Thor mit pied à terre dans le sable rouge et se tint devant les piliers, les examinant.
« Je ne peux pas te laisser ici, mon amie », dit Thor. « C’est trop dangereux pour toi. Si je dois y aller seul, alors j’irais. Retourne à la sécurité du foyer. Attends-moi là-bas. »
Mycoples secoua la tête et la baissa jusqu’au sol, s’allongeant là, résignée.
Je t’attendrais jusqu’à la fin du monde.
Thor pouvait voir qu’elle était décidée à rester. Il savait qu’elle était têtue, qu’elle ne céderait pas.
Thor se pencha en avant, caressa les écailles de Mycoples sur son long museau, s’inclina, et l’embrassa. Elle ronronna, leva la tête, et la posa sur sa poitrine.
« Je reviendrais pour toi, ma mie », dit Thor.
Thor pivota et fit face aux piliers, d’or pur, étincelants dans le soleil et l’aveuglant presque, et il fit un premier pas. Il se sentait vivant d’une manière qu’il n’aurait jamais imaginée alors qu’il passait à travers les portes et, enfin, dans le Pays des Druides.
CHAPITRE SIX
Gwendolyn voyageait à l’arrière d’un attelage, cahotant le long de la route, menant le convoi de gens qui serpentait lentement vers l’est, loin de la Cour du Roi. Gwendolyn était satisfaite de l’évacuation, qui avait été ordonnée jusqu’à présent, et satisfaite de la progression de son peuple. Elle détestait laisser sa cité derrière elle, mais elle était assurée qu’au moins ils auraient gagné assez de distance pour que son peuple soit en sécurité, bien avancé sur la voie de leur ultime mission : traverser le Passage Occidental du Canyon, embarquer sur sa flotte de navires sur les rivages des Tartuviens, et de franchir le grand océan vers les Isles Boréales. C’était la seule manière, elle le savait, de garder son peuple en sécurité.
Pendant qu’ils marchaient, des milliers de ses gens à pied tout autour d’elle, des milliers d’autres ballottant dans leurs charrettes, le bruit des sabots de chevaux emplissait les oreilles de Gwen, le son du mouvement régulier des charriots, de l’humanité. Gwen se retrouva à se perdre dans la monotonie du périple, tenant Guwayne contre sa poitrine, le berçant. À côté d’elle étaient assis Steffen et Illepra, l’accompagnant tout le long du chemin.
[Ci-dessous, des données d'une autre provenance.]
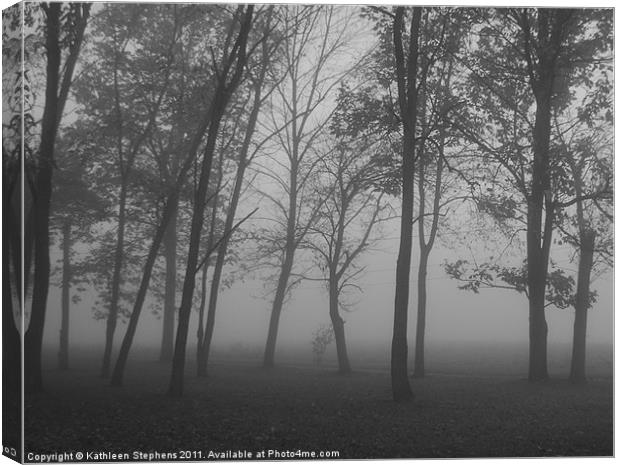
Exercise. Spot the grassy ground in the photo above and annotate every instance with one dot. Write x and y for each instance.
(242, 407)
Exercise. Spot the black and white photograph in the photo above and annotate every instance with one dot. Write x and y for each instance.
(287, 231)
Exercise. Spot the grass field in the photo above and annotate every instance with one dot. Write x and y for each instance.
(242, 407)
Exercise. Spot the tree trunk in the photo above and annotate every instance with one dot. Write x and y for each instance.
(344, 366)
(63, 353)
(201, 356)
(582, 303)
(419, 370)
(11, 339)
(230, 218)
(116, 280)
(276, 309)
(407, 92)
(222, 96)
(34, 335)
(201, 364)
(170, 253)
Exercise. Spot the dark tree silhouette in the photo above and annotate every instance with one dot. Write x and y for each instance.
(68, 31)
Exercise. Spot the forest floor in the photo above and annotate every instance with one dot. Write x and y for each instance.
(241, 407)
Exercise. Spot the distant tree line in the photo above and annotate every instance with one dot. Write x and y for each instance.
(189, 144)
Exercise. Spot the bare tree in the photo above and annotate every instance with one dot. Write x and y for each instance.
(406, 76)
(60, 30)
(351, 210)
(228, 78)
(318, 37)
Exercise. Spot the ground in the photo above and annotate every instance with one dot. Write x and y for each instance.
(242, 407)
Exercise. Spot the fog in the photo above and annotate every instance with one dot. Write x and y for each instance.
(492, 319)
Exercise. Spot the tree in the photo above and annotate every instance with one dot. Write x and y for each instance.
(257, 77)
(316, 39)
(584, 143)
(64, 29)
(349, 213)
(406, 78)
(525, 66)
(74, 208)
(228, 78)
(232, 56)
(126, 112)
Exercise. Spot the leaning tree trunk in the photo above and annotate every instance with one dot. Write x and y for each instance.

Gwen regarda dehors vers la route devant elle et tenta de s’imaginer ailleurs que là. Elle avait travaillé si dur pour reconstruire son royaume, et à présent elle était là, fuyant loin de lui. Elle exécutait son plan d’évacuation de masse à cause de l’invasion des McCloud – mais plus important, en raison de toutes les anciennes prophéties, des allusions d’Argon, à cause de ses propres rêves et du sentiment d’une tragédie en suspens. Mais si, se demanda-t-elle, elle avait tort ? S’il s’agissait seulement d’un rêve, juste d’inquiétudes dans la nuit ? Et si tout allait bien dans l’Anneau ? Si c’était une réaction exagérée, une évacuation inutile ? Après tout, elle pouvait évacuer son peuple vers une autre cité à l’intérieur de l’Anneau, telle Silésia. Elle n’était pas obligée de les mener de l’autre côté d’un océan.
Sauf si elle pressentait une destruction complète et totale de l’Anneau. Pourtant d’après tout ce qu’elle avait lu et entendu et ressenti, cette destruction était imminente. Évacuer était le seul moyen, s’assurait-elle.
Alors que Gwen contemplait l’horizon, elle souhaita que Thor puisse être là, à son côté. Elle leva les yeux et scruta le ciel, se demandant où il était maintenant. Avait-il trouvé le Pays des Druides ? Avait-il trouvé sa mère ? Reviendrait-il à elle ?
Et se marieraient-ils un jour ?
Gwen abaissa le regard dans les yeux de Guwayne, et elle vit Thor le lui rendre, vit ses yeux gris, et elle tint son fils plus fermement. Elle essaya de ne pas penser au sacrifice qu’elle avait dû faire dans les Limbes. Tout allait-il se réaliser ? Le destin serait-il si cruel ?
« Ma dame ? »
Gwen sursauta en entendant la voix ; elle se tourna et vit Steffen, se tournant dans le charriot, pointant quelque chose dans le ciel. Elle remarqua que, tout autour d’elle, son peuple s’arrêtait, et elle sentit soudainement son propre attelage tressauter et s’arrêter. Elle fut perplexe quant à la raison pour laquelle le cocher pourrait s’arrêter sans son ordre.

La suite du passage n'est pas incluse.